More interestingly, the pollsters asked whether people believed that global warming was having an effect on intense hurricanes, droughts, heat waves and the like. Again, roughly 70% of people thought that global warming was having either some effect or a major effect on these weather extremes (note that the question was not phrased to ask whether any specific event was thought likely to have been caused by global warming (which was probably a good choice)).
This begs the question whether people’s experience of severe weather has convinced them that climate change is occuring. Televangelist Pat Robertson, for instance, said very recently that it was the latest heat wave that finally convinced him. I think this is likely to be true for most of the public who are not following the issue very carefully (which is most of them of course!). The most significant single event in this context was probably Katrina, regardless of how much climate change can or can’t be associated with Katrina the Hurricane (let alone Katrina the Disaster!).

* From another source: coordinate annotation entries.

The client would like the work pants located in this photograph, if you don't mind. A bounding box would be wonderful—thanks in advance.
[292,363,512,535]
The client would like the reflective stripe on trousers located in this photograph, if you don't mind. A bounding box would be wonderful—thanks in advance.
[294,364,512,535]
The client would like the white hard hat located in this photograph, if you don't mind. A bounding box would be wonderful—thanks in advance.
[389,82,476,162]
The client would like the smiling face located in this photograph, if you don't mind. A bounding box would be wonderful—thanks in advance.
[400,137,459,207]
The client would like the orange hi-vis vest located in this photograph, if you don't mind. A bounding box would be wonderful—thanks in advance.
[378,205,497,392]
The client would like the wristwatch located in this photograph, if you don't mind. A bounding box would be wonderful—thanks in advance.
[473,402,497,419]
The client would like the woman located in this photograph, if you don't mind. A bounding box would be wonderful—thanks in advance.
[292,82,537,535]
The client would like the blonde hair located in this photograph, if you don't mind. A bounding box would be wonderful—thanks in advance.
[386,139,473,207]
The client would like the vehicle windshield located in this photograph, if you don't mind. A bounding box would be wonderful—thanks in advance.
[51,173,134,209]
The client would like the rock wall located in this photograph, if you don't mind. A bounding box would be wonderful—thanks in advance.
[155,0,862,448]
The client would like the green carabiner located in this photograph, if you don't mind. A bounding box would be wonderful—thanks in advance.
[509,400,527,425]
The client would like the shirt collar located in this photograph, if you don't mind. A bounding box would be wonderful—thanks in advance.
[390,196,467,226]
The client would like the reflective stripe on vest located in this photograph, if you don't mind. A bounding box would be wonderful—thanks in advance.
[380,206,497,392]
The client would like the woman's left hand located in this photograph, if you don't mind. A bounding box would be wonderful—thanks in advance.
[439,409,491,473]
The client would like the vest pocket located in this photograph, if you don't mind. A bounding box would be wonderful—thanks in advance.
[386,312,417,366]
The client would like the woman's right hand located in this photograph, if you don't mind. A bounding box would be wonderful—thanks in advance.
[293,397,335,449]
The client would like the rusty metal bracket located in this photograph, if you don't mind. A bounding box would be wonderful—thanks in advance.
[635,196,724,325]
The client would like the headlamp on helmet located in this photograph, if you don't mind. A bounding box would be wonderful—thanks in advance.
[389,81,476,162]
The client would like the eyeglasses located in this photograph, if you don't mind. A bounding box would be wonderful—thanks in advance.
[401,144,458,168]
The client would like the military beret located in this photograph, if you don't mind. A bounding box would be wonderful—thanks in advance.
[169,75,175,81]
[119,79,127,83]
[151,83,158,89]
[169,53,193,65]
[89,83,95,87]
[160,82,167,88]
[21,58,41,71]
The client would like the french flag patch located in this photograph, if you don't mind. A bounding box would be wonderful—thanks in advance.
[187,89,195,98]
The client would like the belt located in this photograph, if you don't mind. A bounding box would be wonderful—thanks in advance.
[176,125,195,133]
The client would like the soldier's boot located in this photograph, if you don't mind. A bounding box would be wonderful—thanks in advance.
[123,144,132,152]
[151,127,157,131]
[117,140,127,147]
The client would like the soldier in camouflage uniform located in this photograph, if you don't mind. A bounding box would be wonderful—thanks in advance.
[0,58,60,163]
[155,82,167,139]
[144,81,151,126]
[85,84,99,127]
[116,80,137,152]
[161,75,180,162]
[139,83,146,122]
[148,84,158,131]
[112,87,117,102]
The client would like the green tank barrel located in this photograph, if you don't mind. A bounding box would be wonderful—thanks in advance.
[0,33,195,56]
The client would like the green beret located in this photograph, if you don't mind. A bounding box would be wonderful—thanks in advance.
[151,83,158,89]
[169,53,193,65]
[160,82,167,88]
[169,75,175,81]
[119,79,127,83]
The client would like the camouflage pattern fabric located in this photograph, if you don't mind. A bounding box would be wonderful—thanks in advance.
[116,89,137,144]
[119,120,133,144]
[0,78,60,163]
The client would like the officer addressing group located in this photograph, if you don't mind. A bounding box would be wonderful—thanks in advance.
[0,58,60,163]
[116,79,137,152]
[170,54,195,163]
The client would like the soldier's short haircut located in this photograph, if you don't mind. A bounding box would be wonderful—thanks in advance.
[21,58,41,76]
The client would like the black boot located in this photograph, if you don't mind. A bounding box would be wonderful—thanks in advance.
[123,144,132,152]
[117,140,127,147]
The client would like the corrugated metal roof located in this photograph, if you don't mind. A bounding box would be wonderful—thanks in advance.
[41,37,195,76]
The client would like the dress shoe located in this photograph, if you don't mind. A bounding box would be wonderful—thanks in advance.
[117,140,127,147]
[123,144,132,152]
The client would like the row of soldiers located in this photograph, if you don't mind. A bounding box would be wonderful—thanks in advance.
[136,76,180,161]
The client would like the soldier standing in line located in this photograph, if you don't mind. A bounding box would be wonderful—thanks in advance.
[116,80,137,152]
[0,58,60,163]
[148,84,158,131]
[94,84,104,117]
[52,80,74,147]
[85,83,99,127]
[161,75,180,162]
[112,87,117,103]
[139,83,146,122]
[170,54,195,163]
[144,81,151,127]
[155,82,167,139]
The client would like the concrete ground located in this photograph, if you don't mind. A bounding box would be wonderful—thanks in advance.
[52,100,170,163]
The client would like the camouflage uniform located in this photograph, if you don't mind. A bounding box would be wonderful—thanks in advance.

I would guess that this is likely to be a very common way for public opinion to be formed across a whole number of issues. That is, when a dominant theme is very prevalent across a wide spectra of media, everyday occurrences or new information are often processed with that in mind, and given our extraordinary ability to see patterns in noisy data, we often end up associating the theme with our own experiences. Other examples surely abound in medical or political contexts.
Given that pattern, it is probably overly optimistic to expect scientists, who continually stress that single weather events can’t in general be attributed to climate change but that changes in statistics might be, to have much success in conveying these finer points to the public directly. Instead, their skills are probably best used in clarifying these points to those (e.g. journalists, policy-makers) that set the dominant themes in the first place.